The ANC seems to have inadvertently made itself a ruler of South Africa rather than a servant of the people, much like the regime it replaced in 1994. In its efforts to guarantee election wins and “own” South Africa, it has morphed into something far removed from what it was before. This is why we hear calls within the ANC for it to return to its former self. Cyril Ramaphosa is hoisted up as the new hope for the ANC ... eh, and South Africa.

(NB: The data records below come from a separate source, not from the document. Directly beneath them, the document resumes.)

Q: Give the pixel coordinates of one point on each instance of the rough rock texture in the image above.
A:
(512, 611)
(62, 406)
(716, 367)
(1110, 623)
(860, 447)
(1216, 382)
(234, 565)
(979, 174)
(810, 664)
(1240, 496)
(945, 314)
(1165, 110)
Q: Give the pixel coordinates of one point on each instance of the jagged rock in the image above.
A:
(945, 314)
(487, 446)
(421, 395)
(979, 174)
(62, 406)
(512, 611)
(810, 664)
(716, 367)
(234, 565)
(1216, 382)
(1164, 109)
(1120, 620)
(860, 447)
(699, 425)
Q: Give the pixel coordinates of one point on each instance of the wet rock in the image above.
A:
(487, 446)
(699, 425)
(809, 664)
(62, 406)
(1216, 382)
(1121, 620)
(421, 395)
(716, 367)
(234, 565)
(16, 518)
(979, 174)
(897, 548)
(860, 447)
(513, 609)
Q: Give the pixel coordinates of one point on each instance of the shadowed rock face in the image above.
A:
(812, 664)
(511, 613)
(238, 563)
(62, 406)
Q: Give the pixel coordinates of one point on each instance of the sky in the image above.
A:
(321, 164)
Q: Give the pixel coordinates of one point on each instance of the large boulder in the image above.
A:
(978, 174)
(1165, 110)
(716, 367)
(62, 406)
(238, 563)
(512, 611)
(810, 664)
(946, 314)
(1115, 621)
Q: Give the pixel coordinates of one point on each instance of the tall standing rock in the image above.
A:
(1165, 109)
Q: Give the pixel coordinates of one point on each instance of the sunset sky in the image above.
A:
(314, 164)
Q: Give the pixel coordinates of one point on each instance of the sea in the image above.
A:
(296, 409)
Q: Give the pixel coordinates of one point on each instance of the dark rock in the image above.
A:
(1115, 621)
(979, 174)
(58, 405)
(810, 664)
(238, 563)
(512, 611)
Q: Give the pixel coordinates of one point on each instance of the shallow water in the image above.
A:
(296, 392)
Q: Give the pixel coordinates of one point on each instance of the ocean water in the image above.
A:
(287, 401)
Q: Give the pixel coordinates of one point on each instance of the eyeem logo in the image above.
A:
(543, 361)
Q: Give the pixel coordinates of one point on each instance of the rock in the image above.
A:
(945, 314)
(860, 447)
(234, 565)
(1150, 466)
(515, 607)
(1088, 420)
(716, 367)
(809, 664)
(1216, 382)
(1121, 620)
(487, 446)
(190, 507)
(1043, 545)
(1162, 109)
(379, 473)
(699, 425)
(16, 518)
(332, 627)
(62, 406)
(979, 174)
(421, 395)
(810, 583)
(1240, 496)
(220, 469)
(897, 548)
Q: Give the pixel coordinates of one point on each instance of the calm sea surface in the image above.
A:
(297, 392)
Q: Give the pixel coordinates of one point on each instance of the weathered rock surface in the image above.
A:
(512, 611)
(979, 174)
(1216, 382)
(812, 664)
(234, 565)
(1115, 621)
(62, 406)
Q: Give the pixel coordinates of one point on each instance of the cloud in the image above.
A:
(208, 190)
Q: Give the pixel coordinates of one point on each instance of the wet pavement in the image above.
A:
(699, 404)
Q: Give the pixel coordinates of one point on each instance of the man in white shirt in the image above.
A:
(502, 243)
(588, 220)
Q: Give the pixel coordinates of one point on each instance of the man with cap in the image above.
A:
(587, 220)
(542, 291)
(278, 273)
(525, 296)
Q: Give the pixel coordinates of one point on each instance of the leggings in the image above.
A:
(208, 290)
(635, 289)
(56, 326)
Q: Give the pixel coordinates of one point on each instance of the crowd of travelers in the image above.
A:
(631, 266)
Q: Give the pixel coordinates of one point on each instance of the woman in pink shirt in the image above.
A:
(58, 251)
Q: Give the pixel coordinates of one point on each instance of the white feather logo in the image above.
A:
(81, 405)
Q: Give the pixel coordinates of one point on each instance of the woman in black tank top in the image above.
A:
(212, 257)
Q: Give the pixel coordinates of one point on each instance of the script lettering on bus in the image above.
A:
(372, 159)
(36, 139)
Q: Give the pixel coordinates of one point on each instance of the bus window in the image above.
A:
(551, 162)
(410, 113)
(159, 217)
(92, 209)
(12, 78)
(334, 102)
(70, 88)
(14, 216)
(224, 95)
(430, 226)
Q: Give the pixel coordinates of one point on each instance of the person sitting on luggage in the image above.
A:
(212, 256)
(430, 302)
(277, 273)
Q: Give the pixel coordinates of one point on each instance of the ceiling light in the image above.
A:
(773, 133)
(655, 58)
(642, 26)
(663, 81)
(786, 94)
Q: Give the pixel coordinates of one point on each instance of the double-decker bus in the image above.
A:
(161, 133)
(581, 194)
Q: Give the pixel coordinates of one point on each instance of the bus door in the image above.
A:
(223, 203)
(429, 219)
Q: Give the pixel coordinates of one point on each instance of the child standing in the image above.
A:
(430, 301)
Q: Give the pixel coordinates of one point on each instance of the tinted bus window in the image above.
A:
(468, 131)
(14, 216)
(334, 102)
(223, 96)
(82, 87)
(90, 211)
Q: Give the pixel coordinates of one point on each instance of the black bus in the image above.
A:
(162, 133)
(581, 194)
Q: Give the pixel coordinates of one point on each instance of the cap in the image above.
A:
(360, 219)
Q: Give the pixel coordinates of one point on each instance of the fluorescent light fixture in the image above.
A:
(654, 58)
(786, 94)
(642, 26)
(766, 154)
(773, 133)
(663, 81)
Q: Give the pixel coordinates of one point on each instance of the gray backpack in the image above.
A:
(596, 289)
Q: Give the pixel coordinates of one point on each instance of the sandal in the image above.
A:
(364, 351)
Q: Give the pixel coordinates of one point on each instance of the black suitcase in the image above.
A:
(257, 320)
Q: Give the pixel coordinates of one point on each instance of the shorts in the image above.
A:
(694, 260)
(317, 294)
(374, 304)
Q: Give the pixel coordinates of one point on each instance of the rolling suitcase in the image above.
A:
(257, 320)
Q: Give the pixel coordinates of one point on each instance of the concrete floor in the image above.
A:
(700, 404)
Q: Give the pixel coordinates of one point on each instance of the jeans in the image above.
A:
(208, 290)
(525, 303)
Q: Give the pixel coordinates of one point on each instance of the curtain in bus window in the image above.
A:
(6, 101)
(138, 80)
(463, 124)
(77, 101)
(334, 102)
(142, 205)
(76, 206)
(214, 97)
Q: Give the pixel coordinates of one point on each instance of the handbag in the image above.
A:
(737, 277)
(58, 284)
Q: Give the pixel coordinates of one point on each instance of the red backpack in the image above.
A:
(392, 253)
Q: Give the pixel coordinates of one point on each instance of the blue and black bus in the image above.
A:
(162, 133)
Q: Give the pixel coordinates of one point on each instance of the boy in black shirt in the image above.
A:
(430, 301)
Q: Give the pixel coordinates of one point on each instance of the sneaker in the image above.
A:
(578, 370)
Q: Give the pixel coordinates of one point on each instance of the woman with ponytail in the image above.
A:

But I just can’t shake this feeling that we are being taken for a ride; that the overwhelming goodwill handed over to Cyril Ramaphosa still delivers us into the hands of the same organisation. The manner in which South Africans are expected to wait patiently while the ANC sorts itself, does not point to a changed ANC which puts South Africa first.

We remain vulnerable, and the ANC remains powerful, determining our fate largely without us or even our constitutional provisions!

One of the underlying causes of this vulnerability is our attitude towards leadership. We seem to expect leadership to deliver us from our woes. It is this expectation which causes us to elevate our leaders above ourselves, thereby fuelling the inevitable arrogance which develops thereafter.

Our interaction with leaders must rather demonstrate our clarity on the fact that leaders are fellow servants. Their efforts must not be presented as too complicated or beyond our reach. They must walk with us.

We cannot afford leaders who run on ahead out of sight, not now!